# A day at the park (lots of pics)



## malluver1005 (Nov 15, 2009)

We decided to get together with a bunch of relatives, cook a BBQ, and spend the day at the park. Aspen loved it...



























*It looks likes he's chewing on something but he's not. Just talking to me while I take his picture...*





















*He was growling and snapping at the air wanting to get to some of the park squirrels, so I had to scare them away because he was really getting upset...* 





















*Cute Aspen booty...*





















*This is a terrible shot, but my favorite. I only got the beginning of it but he jumped about 10 feet in the air! He was excited to see the doggie...* 










*Aspen had a friend that always looked over him...*


----------



## Ania's Mommy (Feb 8, 2009)

Looks like you guys had a great time. Aspen is always so handsome.
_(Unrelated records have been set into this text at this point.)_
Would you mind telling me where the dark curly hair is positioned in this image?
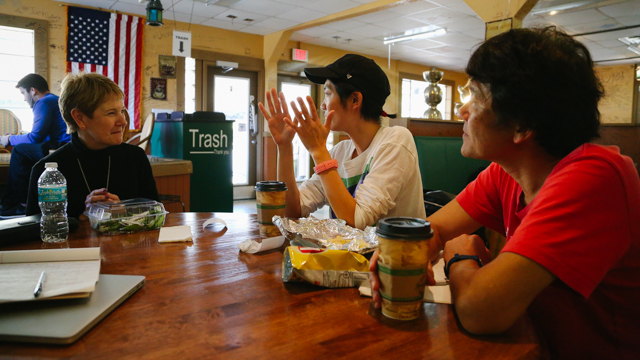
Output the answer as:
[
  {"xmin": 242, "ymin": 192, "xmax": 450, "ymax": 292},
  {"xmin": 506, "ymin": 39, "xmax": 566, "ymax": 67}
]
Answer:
[{"xmin": 466, "ymin": 27, "xmax": 604, "ymax": 158}]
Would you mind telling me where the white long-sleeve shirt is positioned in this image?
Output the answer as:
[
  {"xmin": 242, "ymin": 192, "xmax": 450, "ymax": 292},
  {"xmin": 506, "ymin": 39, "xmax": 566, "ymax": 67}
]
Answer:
[{"xmin": 300, "ymin": 126, "xmax": 426, "ymax": 229}]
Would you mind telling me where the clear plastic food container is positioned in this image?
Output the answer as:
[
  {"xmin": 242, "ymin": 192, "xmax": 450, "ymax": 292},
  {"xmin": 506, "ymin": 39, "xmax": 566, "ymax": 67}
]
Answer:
[{"xmin": 84, "ymin": 198, "xmax": 168, "ymax": 235}]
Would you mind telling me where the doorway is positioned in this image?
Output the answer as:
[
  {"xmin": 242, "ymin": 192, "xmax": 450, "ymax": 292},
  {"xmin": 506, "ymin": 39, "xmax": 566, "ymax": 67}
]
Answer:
[
  {"xmin": 278, "ymin": 75, "xmax": 322, "ymax": 182},
  {"xmin": 210, "ymin": 66, "xmax": 259, "ymax": 200}
]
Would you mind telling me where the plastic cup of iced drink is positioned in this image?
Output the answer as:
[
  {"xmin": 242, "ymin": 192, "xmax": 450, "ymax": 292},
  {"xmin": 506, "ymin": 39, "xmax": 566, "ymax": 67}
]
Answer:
[{"xmin": 376, "ymin": 217, "xmax": 433, "ymax": 320}]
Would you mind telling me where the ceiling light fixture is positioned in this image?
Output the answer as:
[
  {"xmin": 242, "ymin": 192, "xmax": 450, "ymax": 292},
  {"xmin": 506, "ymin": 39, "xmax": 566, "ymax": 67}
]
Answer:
[
  {"xmin": 383, "ymin": 25, "xmax": 447, "ymax": 45},
  {"xmin": 618, "ymin": 36, "xmax": 640, "ymax": 55}
]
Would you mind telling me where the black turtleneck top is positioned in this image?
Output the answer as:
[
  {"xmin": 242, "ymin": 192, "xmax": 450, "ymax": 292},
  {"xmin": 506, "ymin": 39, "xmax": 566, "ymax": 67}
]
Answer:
[{"xmin": 27, "ymin": 133, "xmax": 159, "ymax": 218}]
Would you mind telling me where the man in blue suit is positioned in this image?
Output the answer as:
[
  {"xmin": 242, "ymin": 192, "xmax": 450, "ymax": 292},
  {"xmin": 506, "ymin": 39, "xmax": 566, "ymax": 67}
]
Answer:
[{"xmin": 0, "ymin": 74, "xmax": 71, "ymax": 216}]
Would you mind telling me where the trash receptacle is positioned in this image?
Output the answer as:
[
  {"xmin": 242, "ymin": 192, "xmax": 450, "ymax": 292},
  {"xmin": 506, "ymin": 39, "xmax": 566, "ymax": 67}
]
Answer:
[{"xmin": 151, "ymin": 111, "xmax": 233, "ymax": 212}]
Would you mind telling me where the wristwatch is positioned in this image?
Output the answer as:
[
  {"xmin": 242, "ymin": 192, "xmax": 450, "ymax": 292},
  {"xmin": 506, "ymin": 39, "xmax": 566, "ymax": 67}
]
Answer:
[
  {"xmin": 313, "ymin": 159, "xmax": 338, "ymax": 174},
  {"xmin": 444, "ymin": 254, "xmax": 482, "ymax": 279}
]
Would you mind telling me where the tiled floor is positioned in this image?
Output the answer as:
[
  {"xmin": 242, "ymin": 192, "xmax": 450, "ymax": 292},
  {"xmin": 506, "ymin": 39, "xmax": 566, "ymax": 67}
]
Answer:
[{"xmin": 233, "ymin": 199, "xmax": 329, "ymax": 219}]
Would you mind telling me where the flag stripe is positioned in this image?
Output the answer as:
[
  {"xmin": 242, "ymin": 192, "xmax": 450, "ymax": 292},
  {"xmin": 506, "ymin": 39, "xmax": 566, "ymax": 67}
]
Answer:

ANd he looks cute with his little ducky.


----------



## Tobi (Mar 18, 2011)

awesome pictures he is so handsome! looksl ike he had a lot of fun he was just wanting a little lunch squirel! :lol:


----------



## stajbs (Jun 5, 2010)

Love the photos. Aspen is so handsome, and it looks like he enjoyed his day.


----------



## luvMyBRT (Mar 8, 2010)

Looks like it was a great day! I love the pics. of Aspen laying on the blanket with his ducky....he looks so content and very happy. Great pic. of the little blue bird! Thanks for sharing......


----------



## mischiefgrrl (Oct 28, 2010)

What a nice fun day... great pics! Aspen is soooo handsome!


----------



## Northwoods10 (Nov 22, 2010)

Looks like a great day at the park!! Aspen is very handsome, thanks for sharing! <3


----------



## Janet At Nutro (Mar 11, 2011)

The pictures are great! Looks like Apsen really enjoyed being at the park.


----------